La Banque centrale des États de l’Afrique de l’Ouest (BCEAO) a adressé un satisfecit remarqué aux autorités maliennes de transition. À l’occasion d’une rencontre le 6 mars avec le colonel Assimi Goïta, une délégation de l’institution a salué la vigueur de l’économie nationale, qui affiche une croissance soutenue et une maîtrise exemplaire de l’inflation. Ce satisfecit intervient dans un contexte où le pays est sous le coup de sanctions et de pressions diplomatiques de la part de ses partenaires régionaux et internationaux.
L’institution financière a mis en avant des indicateurs macroéconomiques particulièrement robustes. Selon les données présentées au chef de l’État, le Mali enregistre un taux de croissance supérieur à 6 %, tandis que l’inflation est maintenue à un niveau contenu de 2 %. Ces performances, dans un environnement sahélien marqué par l’insécurité et l’isolement diplomatique, témoignent d’une capacité de résistance de l’appareil productif et d’une gestion monétaire rigoureuse, conforme aux critères de convergence de l’Union économique et monétaire ouest-africaine (UEMOA).
Pour comprendre la portée de ces éloges, il faut rappeler le contexte particulier des relations entre Bamako et ses partenaires régionaux. Depuis la prise de pouvoir par les militaires en 2020 et le refus d’organiser des élections dans les délais impartis, le Mali a vu ses relations se dégrader avec une partie de la communauté internationale, notamment la CEDEAO, qui a imposé de lourdes sanctions économiques avant de les lever. La visite de la BCEAO, souvent perçue comme le bras armé de la politique monétaire de l’Union, pourrait signaler une volonté de préserver le dialogue technique et économique, en dépit des tensions politiques avec les instances dirigeantes de l’UEMOA.
Au-delà des satisfecit, cette rencontre a permis d’aborder les perspectives de renforcement de la coopération financière. La délégation a fait le point sur l’avancement des travaux de construction de la nouvelle succursale de la BCEAO à Mopti. Ce projet, stratégique pour une région du centre du Mali éprouvée par le conflit et l’insécurité, vise à améliorer l’inclusion financière et à faciliter les transactions économiques locales. Il s’agit d’un signal tangible de l’engagement de l’institution à soutenir le développement sur l’ensemble du territoire.

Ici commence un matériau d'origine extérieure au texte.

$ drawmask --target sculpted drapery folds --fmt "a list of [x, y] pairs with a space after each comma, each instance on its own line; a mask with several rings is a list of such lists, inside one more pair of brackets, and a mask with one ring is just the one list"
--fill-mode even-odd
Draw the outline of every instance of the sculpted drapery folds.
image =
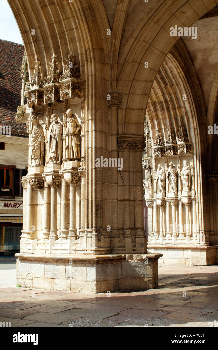
[[148, 170], [146, 170], [145, 172], [145, 180], [143, 181], [143, 186], [145, 187], [145, 196], [150, 196], [152, 194], [152, 177]]
[[45, 137], [43, 128], [38, 118], [33, 115], [30, 119], [33, 124], [31, 134], [31, 165], [35, 166], [43, 166], [45, 156]]
[[51, 124], [48, 130], [48, 145], [49, 161], [60, 164], [62, 160], [62, 126], [56, 113], [51, 117]]
[[165, 193], [166, 175], [164, 169], [159, 164], [156, 172], [156, 182], [157, 185], [157, 193]]
[[183, 166], [181, 172], [182, 181], [182, 191], [190, 191], [191, 186], [191, 170], [190, 167], [186, 160], [182, 162]]
[[169, 183], [170, 185], [170, 191], [174, 193], [177, 191], [177, 175], [178, 172], [173, 163], [170, 163], [168, 174], [169, 176]]
[[66, 159], [67, 160], [78, 160], [80, 159], [79, 141], [77, 138], [80, 126], [77, 118], [72, 110], [66, 111], [67, 126], [66, 132]]

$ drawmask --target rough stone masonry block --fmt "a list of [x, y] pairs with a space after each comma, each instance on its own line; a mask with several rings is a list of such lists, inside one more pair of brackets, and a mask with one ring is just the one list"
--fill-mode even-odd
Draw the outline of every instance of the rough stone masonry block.
[[97, 264], [96, 271], [96, 281], [98, 281], [119, 279], [121, 277], [120, 263], [108, 262]]
[[70, 280], [54, 280], [54, 289], [57, 290], [70, 290]]
[[44, 263], [40, 261], [20, 261], [19, 265], [19, 277], [44, 277]]
[[151, 261], [146, 264], [146, 261], [126, 260], [122, 265], [122, 278], [152, 278]]
[[33, 279], [33, 288], [40, 288], [41, 289], [54, 289], [54, 280], [51, 278], [38, 278], [34, 277]]

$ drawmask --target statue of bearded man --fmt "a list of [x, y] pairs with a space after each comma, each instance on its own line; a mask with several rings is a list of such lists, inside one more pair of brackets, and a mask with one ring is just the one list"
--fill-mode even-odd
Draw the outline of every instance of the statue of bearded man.
[[165, 193], [166, 175], [164, 169], [159, 164], [156, 172], [156, 182], [157, 185], [157, 193]]
[[80, 125], [72, 110], [66, 111], [67, 126], [66, 131], [66, 159], [67, 160], [79, 160], [80, 159], [79, 141], [77, 137]]
[[55, 113], [51, 116], [51, 122], [48, 130], [49, 158], [49, 161], [59, 164], [62, 159], [62, 126]]
[[191, 170], [190, 167], [186, 160], [182, 162], [182, 169], [181, 172], [181, 177], [182, 181], [182, 191], [190, 191], [191, 186]]
[[145, 187], [145, 195], [151, 197], [152, 194], [152, 177], [148, 170], [146, 169], [145, 172], [145, 180], [143, 181], [143, 186]]
[[175, 165], [173, 163], [170, 163], [168, 169], [169, 183], [170, 187], [170, 191], [176, 193], [177, 191], [177, 174], [178, 172]]
[[30, 121], [33, 124], [31, 134], [31, 165], [38, 167], [44, 166], [45, 157], [45, 136], [43, 128], [38, 121], [38, 118], [32, 115]]

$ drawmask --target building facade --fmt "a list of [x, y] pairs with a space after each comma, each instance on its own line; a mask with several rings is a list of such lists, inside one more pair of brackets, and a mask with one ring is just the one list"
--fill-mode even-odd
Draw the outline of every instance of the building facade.
[[30, 77], [21, 285], [153, 287], [159, 258], [217, 262], [217, 3], [10, 1]]
[[[21, 178], [27, 173], [26, 128], [16, 124], [21, 100], [23, 45], [0, 40], [0, 255], [20, 251], [23, 226]], [[26, 131], [25, 131], [25, 128]], [[20, 135], [19, 135], [20, 133]]]

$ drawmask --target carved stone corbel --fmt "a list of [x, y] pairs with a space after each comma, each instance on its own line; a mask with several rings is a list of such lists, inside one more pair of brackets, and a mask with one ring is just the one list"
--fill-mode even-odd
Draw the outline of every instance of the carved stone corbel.
[[41, 190], [43, 188], [44, 180], [41, 177], [32, 177], [28, 179], [28, 181], [34, 190]]
[[145, 148], [145, 138], [135, 135], [119, 135], [118, 147], [121, 149], [142, 149]]

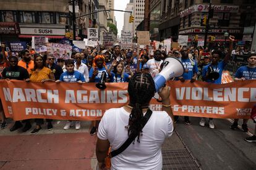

Cette performance économique pose néanmoins une question centrale pour l’avenir. La résilience affichée par les chiffres macroéconomiques peut-elle durablement tenir lieu de rempart face à l’instabilité politique et à la dégradation du climat des affaires ? Si la BCEAO salue la gestion technique, les investisseurs privés, eux, restent souvent attentifs à la prévisibilité juridique et à la stabilité institutionnelle. Le pari des autorités de transition est de transformer ces fondamentaux économiques solides en un levier de sortie de crise et de consolidation d’un nouveau modèle de gouvernance.